As fall transitions to winter, residents across the country and New York prepare for another holiday season.
For some, the smell of a Thanksgiving feast is right above the nose. It’s a season embedded with American traditions: family and friends join hands, watch football, converse about life, work, sports, and politics.
But how do you manage hot-topic issues at the dinner table? It’s a tough question and a reality for many during the holidays.
In this political climate, polarizing topics and opinions could lead to heated debate, but one local expert is urging people to remain respectful, if you so choose to discuss politics at the table.
How can you manage hot-topic political conversations during the holidays? Here are some tips from Mental health Counselor Lynne Shine during today’s #IAm1in5 Facebook live with @CamalotTodd. pic.twitter.com/1hR1mUNQ1v
— Spectrum News BUF (@SPECNewsBuffalo) November 20, 2019
Mental Health Counselor Lynne Shine said the general rule of thumb is to avoid conversations about politics and religion during the holidays, but having an open-mind during those conversations can help people guide the conversation.
Shine said the political disconnect has grown among people, which can take an emotional toll on people, especially with loved ones.
“It’s not about politics for a lot of people,” she said. “It’s about character.”
Navigating the conversation positively can avoid conflicts.
“When you can’t avoid it, remind people that look, ‘we love you.’ How about we remember that when we talk about [politics] and try to remember that at the end too,” Shine said.
Here are tips Shine said can help during political conversations:
- Have a way out: set boundaries and limits and don’t be afraid to say when you are no longer comfortable with the conversation
- Admit when you made a mistake or said something hurtful
- Ask questions about why you feel a certain way. Everyone is fearful of something, and fears guide prejudices. Getting to the root of “why” can help navigate a healthier conversation.
- Approach how something makes you feel, versus why you feel you’re right.
“The other part is remembering that you’re not going to change somebody’s mind,” Shine said. “We think we can because it’s somebody that we know so much, but you’re not. You’re not going to change their minds.
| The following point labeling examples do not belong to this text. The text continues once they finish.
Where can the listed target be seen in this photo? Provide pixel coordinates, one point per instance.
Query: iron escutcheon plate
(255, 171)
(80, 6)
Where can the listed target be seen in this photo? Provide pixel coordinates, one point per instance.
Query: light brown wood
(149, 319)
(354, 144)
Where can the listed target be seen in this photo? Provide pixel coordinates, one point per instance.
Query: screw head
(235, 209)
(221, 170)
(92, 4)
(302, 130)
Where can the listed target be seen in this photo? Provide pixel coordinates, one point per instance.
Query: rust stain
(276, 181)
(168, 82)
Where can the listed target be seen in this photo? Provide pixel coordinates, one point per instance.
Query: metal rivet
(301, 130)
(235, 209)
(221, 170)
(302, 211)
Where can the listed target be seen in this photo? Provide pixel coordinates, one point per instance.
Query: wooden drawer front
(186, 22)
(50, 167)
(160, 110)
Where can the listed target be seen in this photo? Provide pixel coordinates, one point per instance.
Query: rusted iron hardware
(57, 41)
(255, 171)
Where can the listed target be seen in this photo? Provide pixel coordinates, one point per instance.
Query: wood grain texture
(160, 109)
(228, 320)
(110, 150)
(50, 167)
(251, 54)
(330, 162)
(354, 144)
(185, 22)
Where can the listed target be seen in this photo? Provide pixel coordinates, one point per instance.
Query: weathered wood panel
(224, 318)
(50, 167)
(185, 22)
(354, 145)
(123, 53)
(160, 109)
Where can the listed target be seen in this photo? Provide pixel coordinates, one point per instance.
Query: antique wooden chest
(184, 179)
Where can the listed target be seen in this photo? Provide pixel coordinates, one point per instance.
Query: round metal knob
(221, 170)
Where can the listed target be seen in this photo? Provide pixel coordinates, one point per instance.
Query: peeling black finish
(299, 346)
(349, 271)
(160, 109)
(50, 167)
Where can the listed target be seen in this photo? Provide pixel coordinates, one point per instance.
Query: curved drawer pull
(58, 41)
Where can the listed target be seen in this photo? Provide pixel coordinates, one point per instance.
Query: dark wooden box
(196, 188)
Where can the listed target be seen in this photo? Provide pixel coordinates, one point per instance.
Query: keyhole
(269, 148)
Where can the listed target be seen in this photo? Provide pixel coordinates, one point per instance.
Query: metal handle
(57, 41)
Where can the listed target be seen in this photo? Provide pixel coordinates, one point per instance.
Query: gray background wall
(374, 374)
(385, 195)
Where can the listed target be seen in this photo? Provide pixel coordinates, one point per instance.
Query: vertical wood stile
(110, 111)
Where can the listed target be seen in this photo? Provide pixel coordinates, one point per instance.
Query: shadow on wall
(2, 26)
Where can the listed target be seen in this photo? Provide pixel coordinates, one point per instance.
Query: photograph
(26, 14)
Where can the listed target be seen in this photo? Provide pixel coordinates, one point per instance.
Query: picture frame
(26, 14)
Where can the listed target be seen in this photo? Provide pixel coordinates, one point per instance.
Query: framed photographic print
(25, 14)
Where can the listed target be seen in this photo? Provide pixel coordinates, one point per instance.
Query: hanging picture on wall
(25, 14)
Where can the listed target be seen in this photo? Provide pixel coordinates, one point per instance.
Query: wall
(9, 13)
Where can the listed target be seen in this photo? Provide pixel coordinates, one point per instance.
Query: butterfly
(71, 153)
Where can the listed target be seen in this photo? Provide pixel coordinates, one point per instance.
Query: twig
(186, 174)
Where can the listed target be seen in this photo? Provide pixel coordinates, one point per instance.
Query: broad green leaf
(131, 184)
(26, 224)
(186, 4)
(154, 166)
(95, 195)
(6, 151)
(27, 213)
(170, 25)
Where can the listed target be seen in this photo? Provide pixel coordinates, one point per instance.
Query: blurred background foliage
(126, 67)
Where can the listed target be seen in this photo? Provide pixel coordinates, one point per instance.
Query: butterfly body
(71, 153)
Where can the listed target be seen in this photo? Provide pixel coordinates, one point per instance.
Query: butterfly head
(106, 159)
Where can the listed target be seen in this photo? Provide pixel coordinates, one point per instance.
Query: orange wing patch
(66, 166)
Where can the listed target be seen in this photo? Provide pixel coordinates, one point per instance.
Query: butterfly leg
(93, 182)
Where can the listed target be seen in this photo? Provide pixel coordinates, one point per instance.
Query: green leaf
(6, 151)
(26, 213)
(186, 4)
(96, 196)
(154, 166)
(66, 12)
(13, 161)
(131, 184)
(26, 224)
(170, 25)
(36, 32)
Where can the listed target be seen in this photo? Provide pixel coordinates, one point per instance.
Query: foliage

So, try and understand where they are coming from, almost like you’re studying them…be curious instead, versus defensive.”
Shine said she has noticed a rise in political disconnect during the 2016 United States Presidential Election, which is supported by the mPew Research Center.
“For the first time in surveys dating to 1992, majorities in both parties express not just unfavorable but very unfavorable views of the mother party,” according to Pew. “And today, sizable shares of both Democrats and Republicans say the other party stirs feelings of not mjust frustration, but fear and anger.”
Additionally, more than half of Democrats (55%) say the Republican Party makes them “afraid” while Republicans share the same sentiment about Democrats at 49%, according to the study.
“Among those highly engaged in politics–those who say they vote regularly and either volunteer for or donate to campaigns– fully 70% of Democrats and 62% of Republicans say they are afraid of the other party,” according to the study.
For Shine, navigating those fears and anger during the holidays is a key component to promoting healthy dialogue.
“Right away being assertive enough to say this isn’t comfortable to me, I don’t want to talk about this, instead of believing you have to engage in everything,” Shine said. “So, get yourself out of the conversation…”
Political anxieties, especially around those we love the most, can be tricky to manage, but de-escalating a situation is possible, Shine said.